Che napisał
Pisząc, że trolluje obrażasz mnie i moje poglądy. To właśnie dzięki Kaddafiemu poprawił się poziom życia Libijczyków. Kaddafi wbrew temu co mówią w mediach ma w Libii jeszcze wielu zwolenników. Samo zabicie tego wielkiego człowieka to pogwałcenie Konwencji Genewskiej o traktowaniu jeńców wojennych.
Ciekawe czy wiesz, komunisto, co o was sądził "Pułkownik".

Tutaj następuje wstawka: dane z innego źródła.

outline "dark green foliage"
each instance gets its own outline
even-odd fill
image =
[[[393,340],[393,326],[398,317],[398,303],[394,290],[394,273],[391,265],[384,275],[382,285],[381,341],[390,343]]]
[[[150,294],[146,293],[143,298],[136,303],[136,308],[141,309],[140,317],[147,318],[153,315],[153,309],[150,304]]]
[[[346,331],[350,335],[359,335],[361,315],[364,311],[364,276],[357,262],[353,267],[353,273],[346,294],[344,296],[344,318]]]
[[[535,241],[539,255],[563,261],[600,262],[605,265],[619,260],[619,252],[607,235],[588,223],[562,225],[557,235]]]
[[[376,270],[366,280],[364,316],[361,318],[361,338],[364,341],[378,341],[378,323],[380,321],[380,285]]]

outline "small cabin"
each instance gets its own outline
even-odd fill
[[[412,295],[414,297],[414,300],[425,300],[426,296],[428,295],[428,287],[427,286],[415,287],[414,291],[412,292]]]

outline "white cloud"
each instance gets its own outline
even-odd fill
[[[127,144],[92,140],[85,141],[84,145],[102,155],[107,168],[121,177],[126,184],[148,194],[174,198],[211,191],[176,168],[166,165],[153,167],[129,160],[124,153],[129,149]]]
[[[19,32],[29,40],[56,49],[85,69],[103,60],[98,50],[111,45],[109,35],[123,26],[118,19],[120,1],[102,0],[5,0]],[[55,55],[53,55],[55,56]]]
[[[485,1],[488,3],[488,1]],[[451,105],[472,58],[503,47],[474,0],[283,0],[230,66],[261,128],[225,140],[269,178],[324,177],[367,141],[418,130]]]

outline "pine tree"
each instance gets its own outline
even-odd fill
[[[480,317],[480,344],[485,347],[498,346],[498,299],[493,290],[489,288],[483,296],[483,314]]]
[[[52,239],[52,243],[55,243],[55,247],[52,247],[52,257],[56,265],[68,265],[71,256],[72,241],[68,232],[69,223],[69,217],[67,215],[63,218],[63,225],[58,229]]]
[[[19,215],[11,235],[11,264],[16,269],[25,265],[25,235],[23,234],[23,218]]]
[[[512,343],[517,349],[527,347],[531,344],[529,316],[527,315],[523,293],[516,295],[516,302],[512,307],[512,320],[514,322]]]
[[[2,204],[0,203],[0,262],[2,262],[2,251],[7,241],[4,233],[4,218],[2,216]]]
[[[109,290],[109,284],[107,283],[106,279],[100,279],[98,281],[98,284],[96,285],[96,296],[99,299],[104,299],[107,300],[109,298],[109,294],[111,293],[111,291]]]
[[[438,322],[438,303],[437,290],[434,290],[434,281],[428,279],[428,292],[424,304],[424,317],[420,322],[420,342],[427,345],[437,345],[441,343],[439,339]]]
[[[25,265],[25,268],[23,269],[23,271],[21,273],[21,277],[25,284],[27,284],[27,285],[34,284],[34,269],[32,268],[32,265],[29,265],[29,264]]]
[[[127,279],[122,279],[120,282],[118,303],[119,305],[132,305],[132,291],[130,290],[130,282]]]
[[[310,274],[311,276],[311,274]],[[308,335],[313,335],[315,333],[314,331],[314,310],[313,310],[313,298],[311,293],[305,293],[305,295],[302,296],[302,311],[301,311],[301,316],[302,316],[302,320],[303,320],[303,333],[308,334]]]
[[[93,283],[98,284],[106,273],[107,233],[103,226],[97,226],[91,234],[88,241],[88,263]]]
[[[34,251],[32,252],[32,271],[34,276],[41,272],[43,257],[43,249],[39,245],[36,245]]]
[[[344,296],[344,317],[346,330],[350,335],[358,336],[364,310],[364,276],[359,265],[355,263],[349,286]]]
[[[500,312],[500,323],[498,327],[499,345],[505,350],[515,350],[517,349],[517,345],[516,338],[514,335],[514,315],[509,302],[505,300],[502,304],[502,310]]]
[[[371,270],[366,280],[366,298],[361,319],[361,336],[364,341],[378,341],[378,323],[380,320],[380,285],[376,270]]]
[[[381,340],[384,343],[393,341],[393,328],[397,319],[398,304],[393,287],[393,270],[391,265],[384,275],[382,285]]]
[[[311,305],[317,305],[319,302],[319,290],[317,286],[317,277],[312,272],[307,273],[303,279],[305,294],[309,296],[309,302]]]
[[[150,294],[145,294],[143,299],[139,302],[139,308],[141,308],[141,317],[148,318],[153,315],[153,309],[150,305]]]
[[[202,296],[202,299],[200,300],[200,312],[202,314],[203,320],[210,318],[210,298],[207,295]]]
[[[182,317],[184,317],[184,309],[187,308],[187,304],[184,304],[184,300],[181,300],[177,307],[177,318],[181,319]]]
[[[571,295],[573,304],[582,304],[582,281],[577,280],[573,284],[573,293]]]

"Nigdy nie posłałbym swoich dzieci na studia do państw Bloku Wschodniego." - 1984
"Oczywiście, socjalizm nadal tak, ale nie ten w wydaniu wschodnioeuropejskim." - 1991, o tym czy po upadku bloku państw komunistycznych w Libii nadal będzie panował socjalizm
"I dlatego Libia idzie zupełnie inną drogą niż państwa realnego socjalizmu. Sektor prywatny ciągle się rozrasta." - 2003
"Ernesto Guevara był wielkim człowiekiem, ale jeszcze większym potworem." - niesprecyzowane, prawdopodobnie lata 90
Jeśli zaś chodzi o postać Kaddafiego - radzę poczytać kilka monografii na temat jego rządów i rodzinnego interesu, który nazwał sobie "Arabska Jamahirija Narodu Libijskiego". 15% zysków z ropy naftowej szło
bezpośrednio do kiesy "Pułkownika", 30% trafiało na uzbrojenie armii i obywateli (lol, zemściło się), ok. 30% na administracje, bieżące utrzymanie państwa, a tylko jakoś 25% szło do obywateli! Jeśli praktycznie każdy Libijczyk (90%) pracował w sektorze ropy naftowej, to śmiało można powiedzieć, że Kaddafi wraz z rodzinką (niemałą, tak nawiasem) zgarniał milion
razy więcej z tego interesu niż przeciętny Libijczyk.
Jeśli dla komunistów tak powinien wyglądać "prawdziwy wódz robotniczej rewolucji", to chyba zostanę komunistą!